🤖 AI Summary
This work addresses the trade-off between consistency and performance in distributed databases under cross-partition transactions, where traditional two-phase commit (2PC) protocols suffer from high coordination overhead, significant latency, and complex recovery during dynamic partition migration. To overcome these limitations, the authors propose a tree-based 2PC framework tailored for OceanBase, which treats log streams as atomic commit units and organizes participants into a coordinator-rooted directed acyclic commit tree. The protocol recursively executes a tree-structured commit process and introduces uncertainty states such as prepare-unknown and trans-unknown to prevent consistency violations caused by lost context. Notably, the design eliminates the need for explicit participant lists and inherently supports dynamic partition migration.
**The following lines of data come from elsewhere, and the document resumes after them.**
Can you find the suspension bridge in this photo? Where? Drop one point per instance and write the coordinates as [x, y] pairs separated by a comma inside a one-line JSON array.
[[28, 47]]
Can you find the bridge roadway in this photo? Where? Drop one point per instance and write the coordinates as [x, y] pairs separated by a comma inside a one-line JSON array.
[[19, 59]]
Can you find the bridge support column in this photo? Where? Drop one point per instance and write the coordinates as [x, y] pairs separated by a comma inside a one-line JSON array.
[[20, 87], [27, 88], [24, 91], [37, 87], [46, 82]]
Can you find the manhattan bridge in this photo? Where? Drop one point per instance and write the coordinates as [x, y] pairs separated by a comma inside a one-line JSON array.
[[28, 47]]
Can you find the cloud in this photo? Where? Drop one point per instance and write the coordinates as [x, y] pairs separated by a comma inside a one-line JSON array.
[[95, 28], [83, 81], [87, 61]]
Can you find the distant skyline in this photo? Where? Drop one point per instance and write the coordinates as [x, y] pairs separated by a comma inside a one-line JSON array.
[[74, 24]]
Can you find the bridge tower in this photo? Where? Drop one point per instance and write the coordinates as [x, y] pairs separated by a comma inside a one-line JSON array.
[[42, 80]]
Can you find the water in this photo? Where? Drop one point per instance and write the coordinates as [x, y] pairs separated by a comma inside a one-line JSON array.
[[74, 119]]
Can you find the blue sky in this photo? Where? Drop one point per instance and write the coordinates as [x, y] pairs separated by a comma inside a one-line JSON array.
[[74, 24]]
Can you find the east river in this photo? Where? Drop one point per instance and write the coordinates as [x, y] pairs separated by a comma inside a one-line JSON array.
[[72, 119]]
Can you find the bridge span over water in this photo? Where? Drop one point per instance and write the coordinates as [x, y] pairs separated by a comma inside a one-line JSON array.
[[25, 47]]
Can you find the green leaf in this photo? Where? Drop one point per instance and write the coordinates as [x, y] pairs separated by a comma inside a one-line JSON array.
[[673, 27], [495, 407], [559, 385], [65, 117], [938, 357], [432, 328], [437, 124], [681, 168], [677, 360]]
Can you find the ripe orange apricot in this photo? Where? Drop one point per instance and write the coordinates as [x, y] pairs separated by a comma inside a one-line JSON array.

Experimental results demonstrate that the framework substantially reduces latency and bandwidth overhead, achieving transaction performance close to single-node levels while maintaining strong consistency and high scalability.
📝 Abstract
Modern distributed databases face challenges in achieving transactional consistency across distributed partitions. Traditional two-phase commit (2PC) protocols incur high coordination overhead and latency, and require complex recovery for dynamic partition transfers. This paper introduces a novel tree-shaped 2PC framework for OceanBase that leverages single-machine log streams to address these challenges through three innovations. First, we propose log streams as atomic participants, replacing partition-level coordination. By treating each log stream as the commit unit, a transaction spanning $N$ co-located partitions interacts with one participant, reducing coordination overhead by orders of magnitude (e.g., 99 percent reduction for $N=100$). Second, we design a tree-shaped 2PC protocol with coordinator-rooted DAG topology that dynamically handles partition transfers by recursively constructing commit trees. When a partition migrates during a transaction, the protocol embeds migration contexts as leaf nodes, eliminating explicit participant list updates, resolving circular dependencies, and ensuring linearizable commits under topology changes. Third, we introduce prepare-unknown and trans-unknown states to prevent consistency violations when participants lose context. These states signal uncertainty during retries, avoiding erroneous aborts from so-called lying participants while isolating users from ambiguity. Experimental evaluation demonstrates performance approaching that of single-machine transactions, with reduced latency and bandwidth consumption, validating the framework's effectiveness for modern distributed databases.